The new staff members were an interesting bunch - John Davis, Bob LaFavor, Mike Baker, Chuck Perkins, Dennis Hitchcock, Bob Kelsey, Carl Melius, Alex Smith and many others.
My favorite memories of my 4 summers include the 9 to 12 hour days teaching water safety, dancing in the OA ceremonies, raiding the kitchen, attending troop campfires, the aroma of the wilderness, the terrifying runs down the fire road in the 6X6, midnight paddles across Long Lake, listening to the singing and guitar playing of Don Kelsey and Greg Travis, and days filled with laughter and camaraderie with people who were becoming life-long friends.
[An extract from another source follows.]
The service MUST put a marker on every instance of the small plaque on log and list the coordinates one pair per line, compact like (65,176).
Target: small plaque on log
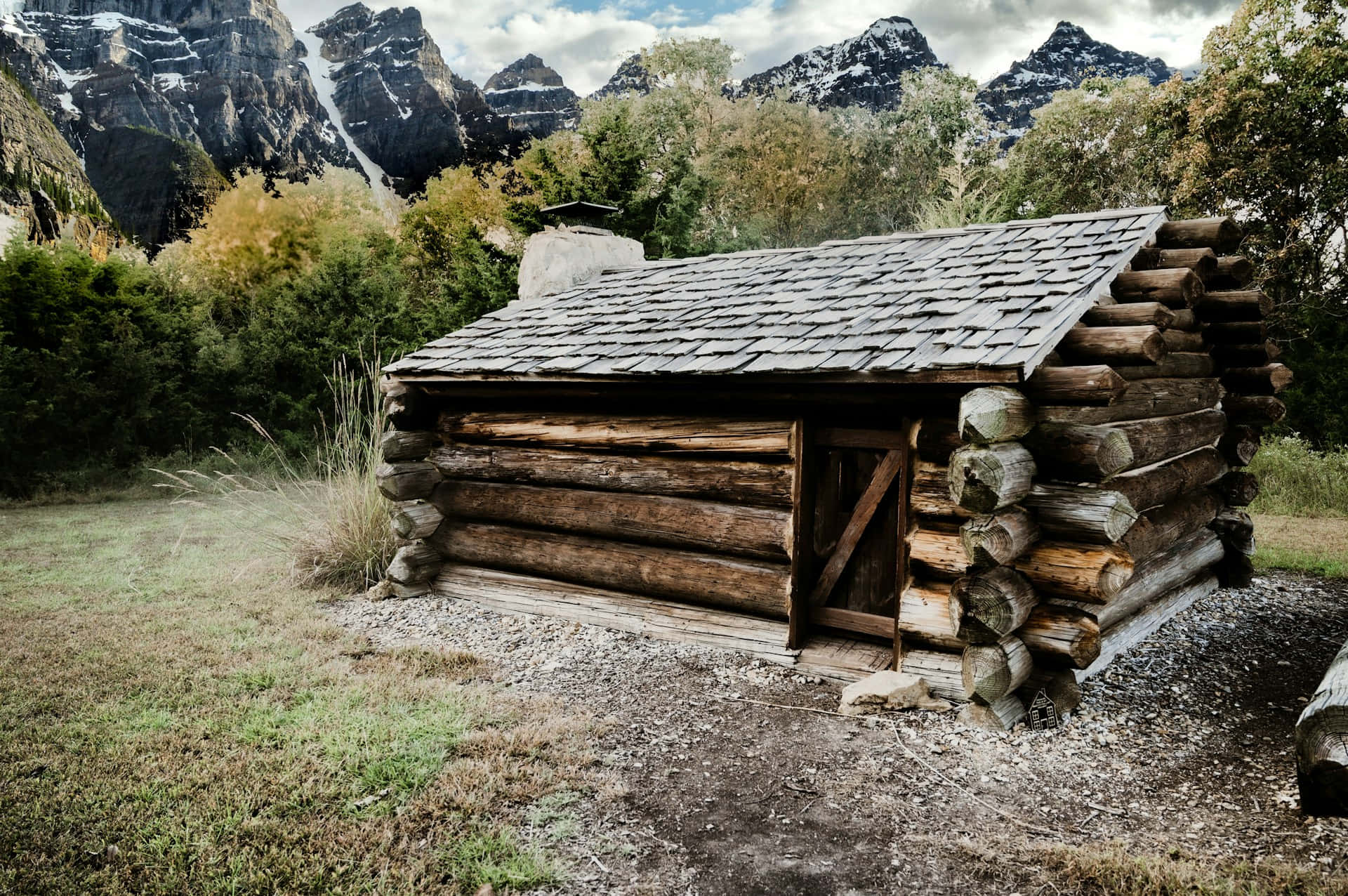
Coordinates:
(1044,714)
My wife, Kathy and I have had the good fortune of attending many staff reunions over the years to stay in touch with many of these great friends. It has been great seeing my brother’s friends, my friends and meeting the wives. Because of the 50th, we have kept in contact with Dave and Shirley Fihn who met while Shirley was a camp nurse. Of course, Carol and Don Kelsey met the same way. I met Jim Frost in 1962 and Chuck Perkins in 1963 and they have remained 2 of my closest friends ever since. I have also enjoyed meeting Mark McCabe and his excellent staff who have done a great job of carrying on our tradition.
This story is dedicated to the memory of Ben Flood Sr., Ben Flood Jr., Al Thurow, Gerry Smith, John Schneeweis, Fern Martinson, Bob Ellison, Dick Fihn and Gordy Lothson.